Lightweight GAN-Based Image Super-Resolution for Satellite Imagery on Low-Power Embedded Hardware

Abstract

With the emerging trend of satellite-based earth observation systems and edge-enabled UAV platforms, there is increasing pressure to reconstruct image at a high resolution but also limited available computational or energy resources. In this paper, the authors would like to propose a lightweight GAN-based image super-resolution (ISR) pipeline that is targeted towards a real-time use case on low-power embedded systems. The framework combines depth-wise separable convolutions, structured channel pruning and quantization aware training to achieve very large model compression with little loss in fidelity of reconstruction of images. An architecture was benchmarked against publicly available satellite dataset and demonstrated up to 3.5 dB improvement in Peak Signal-to-Noise Ratio (PSNR) and 28.7 percent better Structural Similarity Index (SSIM) over regularly used interpolation method of bicubic interpolation.
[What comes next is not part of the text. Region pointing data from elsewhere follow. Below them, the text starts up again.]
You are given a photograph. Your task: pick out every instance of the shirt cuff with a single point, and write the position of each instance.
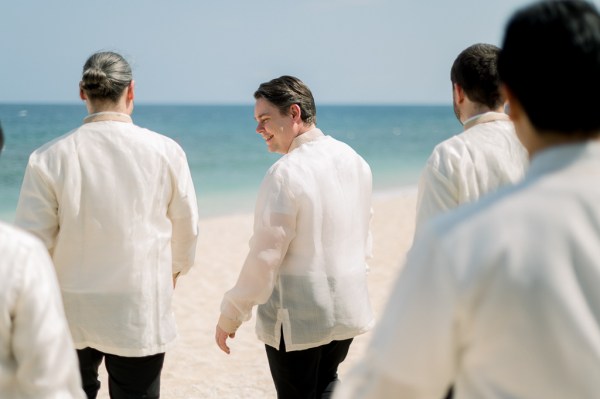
(228, 325)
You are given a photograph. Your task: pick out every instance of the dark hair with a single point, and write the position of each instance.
(550, 60)
(105, 76)
(288, 90)
(476, 71)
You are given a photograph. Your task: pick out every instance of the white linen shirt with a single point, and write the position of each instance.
(306, 267)
(115, 205)
(37, 357)
(499, 298)
(486, 156)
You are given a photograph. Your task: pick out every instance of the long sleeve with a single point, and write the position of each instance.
(274, 229)
(45, 363)
(183, 213)
(411, 354)
(37, 209)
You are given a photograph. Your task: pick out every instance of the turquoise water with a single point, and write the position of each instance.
(227, 158)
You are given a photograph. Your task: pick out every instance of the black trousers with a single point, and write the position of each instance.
(306, 374)
(128, 377)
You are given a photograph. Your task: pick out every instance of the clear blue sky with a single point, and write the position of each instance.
(207, 51)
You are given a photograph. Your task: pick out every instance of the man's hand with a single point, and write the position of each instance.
(221, 338)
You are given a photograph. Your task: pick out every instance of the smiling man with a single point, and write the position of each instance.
(306, 268)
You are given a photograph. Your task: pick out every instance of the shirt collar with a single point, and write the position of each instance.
(484, 118)
(310, 135)
(107, 116)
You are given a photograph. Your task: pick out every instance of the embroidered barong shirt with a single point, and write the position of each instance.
(115, 205)
(500, 297)
(484, 157)
(306, 267)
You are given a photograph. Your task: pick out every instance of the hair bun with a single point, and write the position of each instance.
(105, 76)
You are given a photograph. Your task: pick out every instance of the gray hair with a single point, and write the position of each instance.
(105, 76)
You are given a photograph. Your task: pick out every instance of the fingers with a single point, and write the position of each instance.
(221, 339)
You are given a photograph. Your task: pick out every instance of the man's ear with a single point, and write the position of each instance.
(81, 92)
(296, 113)
(514, 108)
(131, 91)
(459, 93)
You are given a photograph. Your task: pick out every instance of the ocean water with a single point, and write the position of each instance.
(226, 156)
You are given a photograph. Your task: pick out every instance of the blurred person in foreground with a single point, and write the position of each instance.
(37, 357)
(500, 298)
(487, 154)
(115, 206)
(306, 268)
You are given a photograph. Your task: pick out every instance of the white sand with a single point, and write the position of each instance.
(196, 368)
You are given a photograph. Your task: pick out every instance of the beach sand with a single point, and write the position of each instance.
(196, 368)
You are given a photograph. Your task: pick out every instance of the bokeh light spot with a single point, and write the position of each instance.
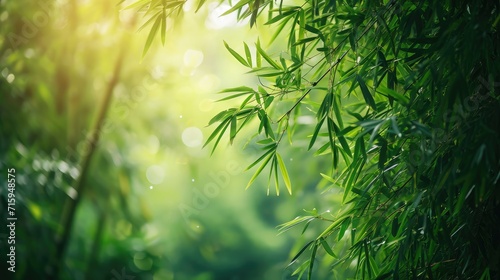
(192, 137)
(155, 174)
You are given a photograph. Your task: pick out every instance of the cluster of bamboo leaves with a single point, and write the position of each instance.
(405, 100)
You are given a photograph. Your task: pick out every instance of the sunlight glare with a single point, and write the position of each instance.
(192, 137)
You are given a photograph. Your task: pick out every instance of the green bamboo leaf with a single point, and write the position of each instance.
(248, 54)
(163, 30)
(284, 173)
(313, 257)
(236, 55)
(221, 115)
(300, 252)
(238, 89)
(255, 12)
(301, 269)
(267, 57)
(222, 127)
(315, 133)
(271, 148)
(366, 93)
(343, 228)
(274, 167)
(139, 4)
(342, 140)
(404, 100)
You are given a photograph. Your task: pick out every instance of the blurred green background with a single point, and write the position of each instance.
(154, 204)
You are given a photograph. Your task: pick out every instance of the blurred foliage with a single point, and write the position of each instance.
(402, 98)
(146, 206)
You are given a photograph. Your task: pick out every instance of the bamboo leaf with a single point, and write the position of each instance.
(259, 170)
(315, 133)
(267, 57)
(236, 7)
(284, 173)
(232, 132)
(366, 93)
(300, 252)
(327, 247)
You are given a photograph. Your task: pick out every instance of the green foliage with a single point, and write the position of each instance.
(405, 98)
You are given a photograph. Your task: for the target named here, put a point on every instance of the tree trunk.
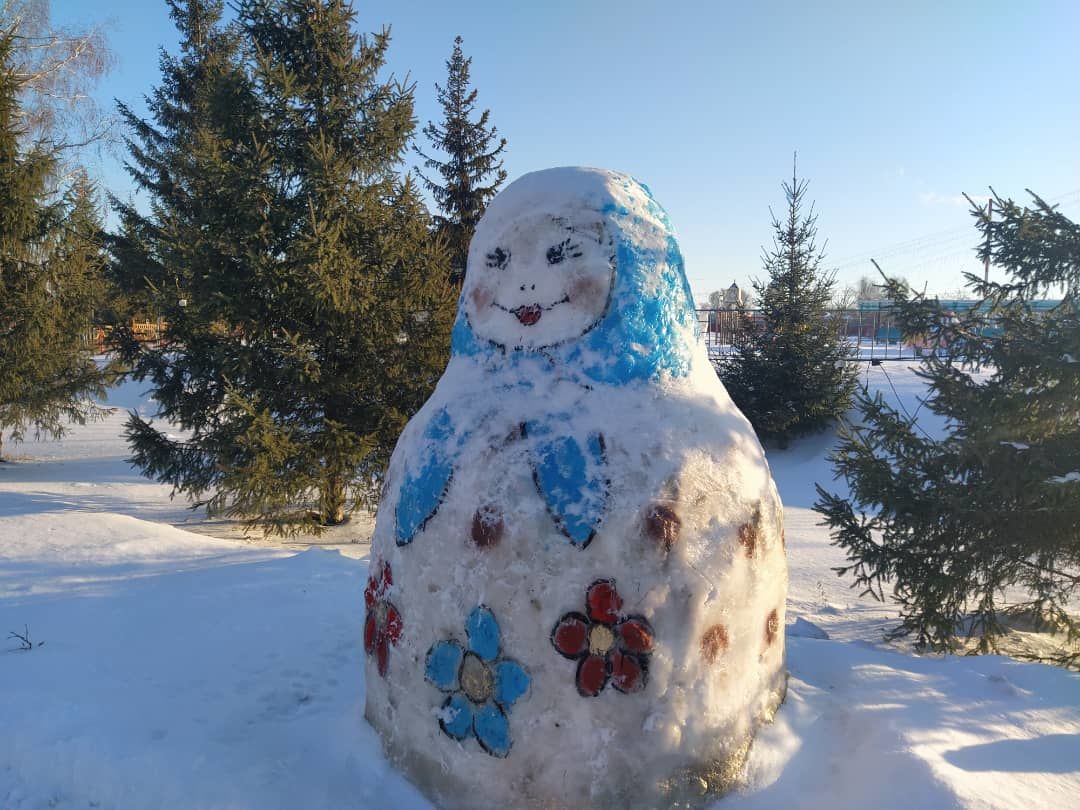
(333, 501)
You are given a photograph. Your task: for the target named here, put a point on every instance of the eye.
(498, 258)
(557, 254)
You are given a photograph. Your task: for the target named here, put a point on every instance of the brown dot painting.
(714, 643)
(487, 527)
(662, 525)
(771, 626)
(747, 538)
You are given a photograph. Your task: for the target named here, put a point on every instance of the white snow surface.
(179, 672)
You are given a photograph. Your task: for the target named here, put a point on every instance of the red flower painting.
(608, 646)
(382, 626)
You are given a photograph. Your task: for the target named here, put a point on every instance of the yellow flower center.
(476, 680)
(601, 639)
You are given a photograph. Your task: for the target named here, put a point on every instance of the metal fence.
(872, 335)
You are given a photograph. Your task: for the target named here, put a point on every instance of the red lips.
(528, 315)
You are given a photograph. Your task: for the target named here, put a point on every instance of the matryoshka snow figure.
(578, 575)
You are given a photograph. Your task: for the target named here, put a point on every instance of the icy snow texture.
(578, 434)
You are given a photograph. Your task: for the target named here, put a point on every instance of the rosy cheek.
(586, 292)
(482, 297)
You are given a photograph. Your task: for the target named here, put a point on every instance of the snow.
(180, 671)
(577, 403)
(1068, 477)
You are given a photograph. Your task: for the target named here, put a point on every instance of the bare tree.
(56, 67)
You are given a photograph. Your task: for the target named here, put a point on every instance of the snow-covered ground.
(178, 670)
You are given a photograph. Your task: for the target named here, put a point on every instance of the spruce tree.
(952, 523)
(790, 373)
(472, 172)
(308, 307)
(51, 281)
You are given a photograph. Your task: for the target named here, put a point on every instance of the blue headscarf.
(650, 312)
(647, 331)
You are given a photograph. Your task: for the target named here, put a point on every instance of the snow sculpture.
(578, 574)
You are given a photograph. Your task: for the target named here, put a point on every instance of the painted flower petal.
(483, 632)
(628, 672)
(381, 652)
(636, 634)
(570, 636)
(604, 602)
(369, 633)
(511, 683)
(443, 664)
(493, 729)
(592, 675)
(457, 717)
(393, 625)
(572, 486)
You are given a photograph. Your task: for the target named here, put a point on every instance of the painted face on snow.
(541, 280)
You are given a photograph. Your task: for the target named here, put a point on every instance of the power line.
(932, 243)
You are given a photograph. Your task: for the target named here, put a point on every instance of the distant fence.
(146, 332)
(872, 335)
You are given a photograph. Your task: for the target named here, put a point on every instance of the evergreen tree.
(790, 373)
(472, 172)
(307, 301)
(995, 502)
(51, 280)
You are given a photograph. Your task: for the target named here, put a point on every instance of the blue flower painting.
(481, 686)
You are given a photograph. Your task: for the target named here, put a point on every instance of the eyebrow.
(596, 231)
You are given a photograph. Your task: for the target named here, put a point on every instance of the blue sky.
(894, 111)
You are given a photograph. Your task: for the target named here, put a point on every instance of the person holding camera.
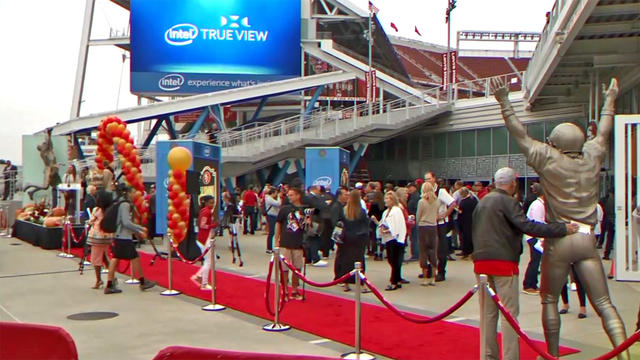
(289, 238)
(355, 224)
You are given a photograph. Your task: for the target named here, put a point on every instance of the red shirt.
(250, 198)
(496, 267)
(205, 224)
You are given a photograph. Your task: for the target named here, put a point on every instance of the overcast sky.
(41, 41)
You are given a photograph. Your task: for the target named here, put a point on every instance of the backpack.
(110, 220)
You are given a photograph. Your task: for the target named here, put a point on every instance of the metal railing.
(325, 122)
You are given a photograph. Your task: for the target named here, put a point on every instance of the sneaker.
(320, 263)
(112, 290)
(148, 284)
(531, 291)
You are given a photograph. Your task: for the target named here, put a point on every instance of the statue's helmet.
(567, 138)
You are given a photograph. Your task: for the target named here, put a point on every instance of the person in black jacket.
(356, 235)
(498, 225)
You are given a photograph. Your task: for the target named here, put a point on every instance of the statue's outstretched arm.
(517, 131)
(608, 111)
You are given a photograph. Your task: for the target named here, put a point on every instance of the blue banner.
(326, 166)
(203, 177)
(193, 46)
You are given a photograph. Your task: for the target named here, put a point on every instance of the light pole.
(450, 7)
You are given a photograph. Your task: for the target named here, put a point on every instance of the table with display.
(45, 237)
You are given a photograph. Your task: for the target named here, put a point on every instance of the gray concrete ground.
(38, 286)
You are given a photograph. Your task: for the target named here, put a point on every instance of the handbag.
(338, 233)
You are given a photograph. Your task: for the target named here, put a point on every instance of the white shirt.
(536, 213)
(444, 201)
(597, 230)
(394, 219)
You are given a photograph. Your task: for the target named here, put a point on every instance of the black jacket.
(498, 225)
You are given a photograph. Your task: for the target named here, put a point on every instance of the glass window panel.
(440, 146)
(484, 142)
(499, 138)
(536, 131)
(453, 144)
(414, 148)
(469, 143)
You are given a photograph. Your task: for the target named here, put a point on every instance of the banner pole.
(482, 298)
(212, 257)
(170, 291)
(66, 229)
(357, 354)
(276, 326)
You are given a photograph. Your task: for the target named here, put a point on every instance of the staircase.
(326, 127)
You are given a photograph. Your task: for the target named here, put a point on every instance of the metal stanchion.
(482, 296)
(212, 257)
(66, 227)
(132, 280)
(170, 291)
(276, 326)
(358, 354)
In comparison with the conventional SRGAN and ESRGAN alike, our model was, on the one hand, much smaller, as it reduced the size by 45% and, on the other, its performance was up to 60 percent faster to operate on NVIDIA Jetson Nano (or ARM Cortex-A based devices) with the given power consumption limit of 10W. These findings demonstrate the framework as capable of providing efficient ISR through high-quality operations done directly on the edge hardware without depending on a cloud-based AI computing facility. This makes the technique scalable and viable to practical applications as techniques in real time remote sensing in power limited environs like satellites onboard and Unmanned Air Vehicles (UAVs).